RALEIGH – Dr. Mike Walden, an economics professor at N.C. State, writes about a new report on the future of work from McKinsey Global Institute in his latest column.

Here’s a look at more details from that analysis.

“There is work for everyone today and there will be work for everyone tomorrow, even in a future with automation. Yet that work will be different, requiring new skills, and a far greater adaptability of the workforce than we have seen,” the report explains.

“Training and retraining both midcareer workers and new generations for the coming challenges will be an imperative. Government, private-sector leaders, and innovators all need to work together to better coordinate public and private initiatives, including creating the right incentives to invest more in human capital. The future with automation and AI will be challenging, but a much richer one if we harness the technologies with aplomb—and mitigate the negative effects.”

‘Ten Things to Solve for’

“[T]he focus should be on ways to ensure that the workforce transitions are as smooth as possible,” the report adds. The authors note 10 “actionable and scalable solutions in several key areas:. They are:

  • Ensuring robust economic and productivity growth. Strong growth is not the magic answer for all the challenges posed by automation, but it is a prerequisite for job growth and increasing prosperity. Productivity growth is a key contributor to economic growth. Therefore, unlocking investment and demand, as well as embracing automation for its productivity contributions, is critical.
  • Fostering business dynamism. Entrepreneurship and more rapid new business formation will not only boost productivity, but also drive job creation. A vibrant environment for small businesses as well as a competitive environment for large business fosters business dynamism and, with it, job growth. Accelerating the rate of new business formation and the growth and competitiveness of businesses, large and small, will require simpler and evolved regulations, tax and other incentives.
  • Evolving education systems and learning for a changed workplace. Policy makers working with education providers (traditional and nontraditional) and employers themselves could do more to improve basic STEM skills through the school systems and improved on-the-job training. A new emphasis is needed on creativity, critical and systems thinking, and adaptive and life-long learning. There will need to be solutions at scale.
  • Investing in human capital. Reversing the trend of low, and in some countries, declining public investment in worker training is critical.
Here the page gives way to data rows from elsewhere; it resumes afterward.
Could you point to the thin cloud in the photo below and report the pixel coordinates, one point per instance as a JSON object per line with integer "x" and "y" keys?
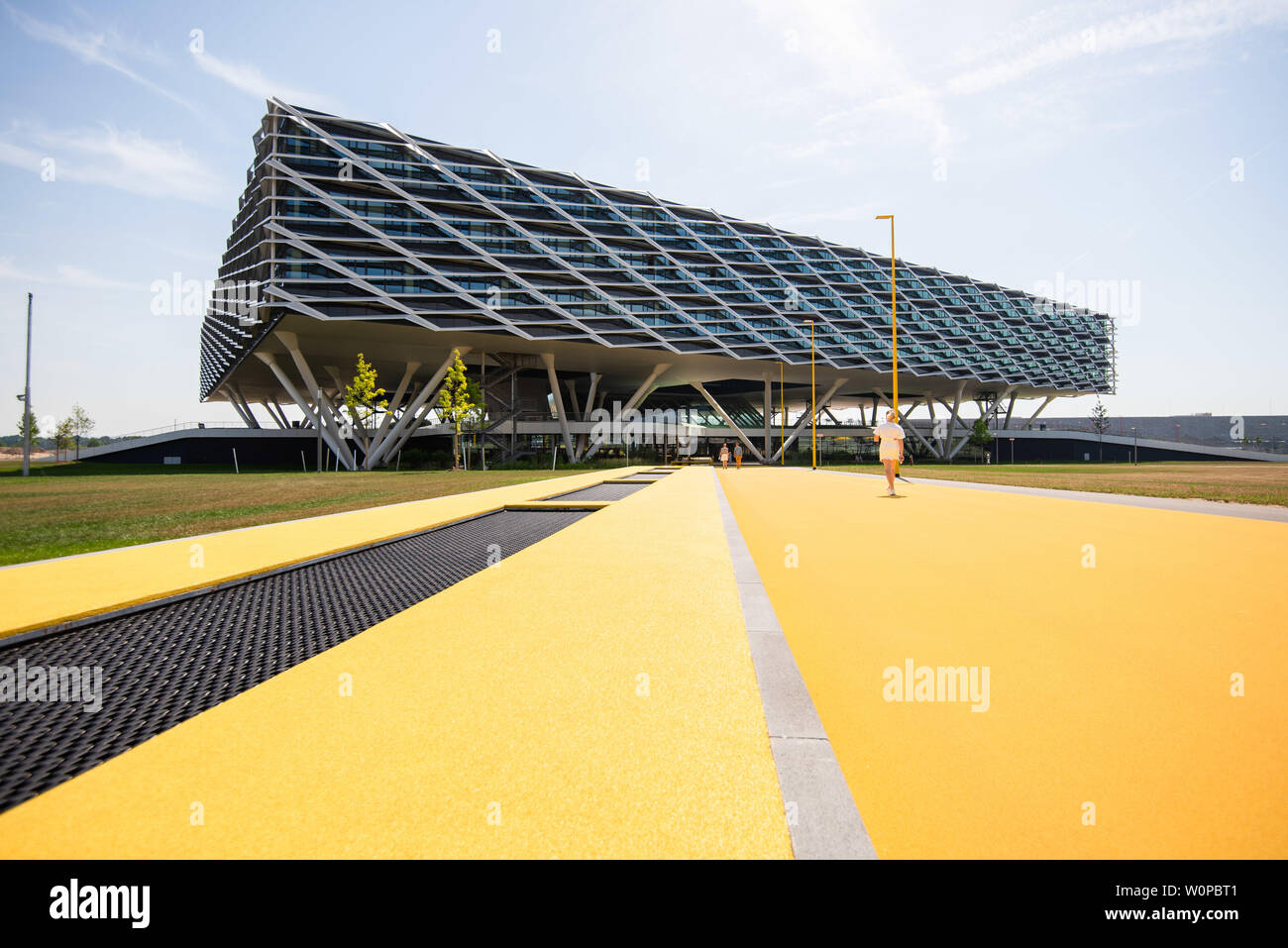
{"x": 1199, "y": 21}
{"x": 123, "y": 159}
{"x": 65, "y": 274}
{"x": 91, "y": 48}
{"x": 249, "y": 78}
Through tax benefits and other incentives, policy makers can encourage companies to invest in human capital, including job creation, learning and capability building, and wage growth, similar to incentives for private sector to invest in other types of capital including R&D.
  • Improving labor-market dynamism. Information signals that enable matching of workers to work, credentialing, could all work better in most economies. Digital platforms can also help match people with jobs and restore vibrancy to the labor market. When more people change jobs, even within a company, evidence suggests that wages rise. As more varieties of work and income-earning opportunities emerge including the gig economy, we will need to solve for issues such as portability of benefits, worker classification, and wage variability.
  • Redesigning work. Workflow design and workspace design will need to adapt to a new era in which people work more closely with machines. This is both an opportunity and a challenge, in terms of creating a safe and productive environment. Organizations are changing too, as work becomes more collaborative and companies seek to become increasingly agile and nonhierarchical.
  • Rethinking incomes. If automation (full or partial) does result in a significant reduction in employment and/or greater pressure on wages, some ideas such as conditional transfers, support for mobility, universal basic income, and adapted social safety nets could be considered and tested. The key will be to find solutions that are economically viable and incorporate the multiple roles that work plays for workers, including providing not only income, but also meaning, purpose, and dignity.
  • Rethinking transition support and safety nets for workers affected. As work evolves at higher rates of change between sectors, locations, activities, and skill requirements, many workers will need assistance adjusting. Many best practice approaches to transition safety nets are available, and should be adopted and adapted, while new approaches should be considered and tested.
  • Investing in drivers of demand for work. Governments will need to consider stepping up investments that are beneficial in their own right and will also contribute to demand for work (for example, infrastructure, climate-change adaptation). These types of jobs, from construction to rewiring buildings and installing solar panels, are often middle-wage jobs, those most affected by automation.
  • Embracing AI and automation safely. Even as we capture the productivity benefits of these rapidly evolving technologies, we need to actively guard against the risks and mitigate any dangers. The use of data must always take into account concerns including data security, privacy, malicious use, and potential issues of bias, issues that policy makers, tech and other firms, and individuals will need to find effective ways to address.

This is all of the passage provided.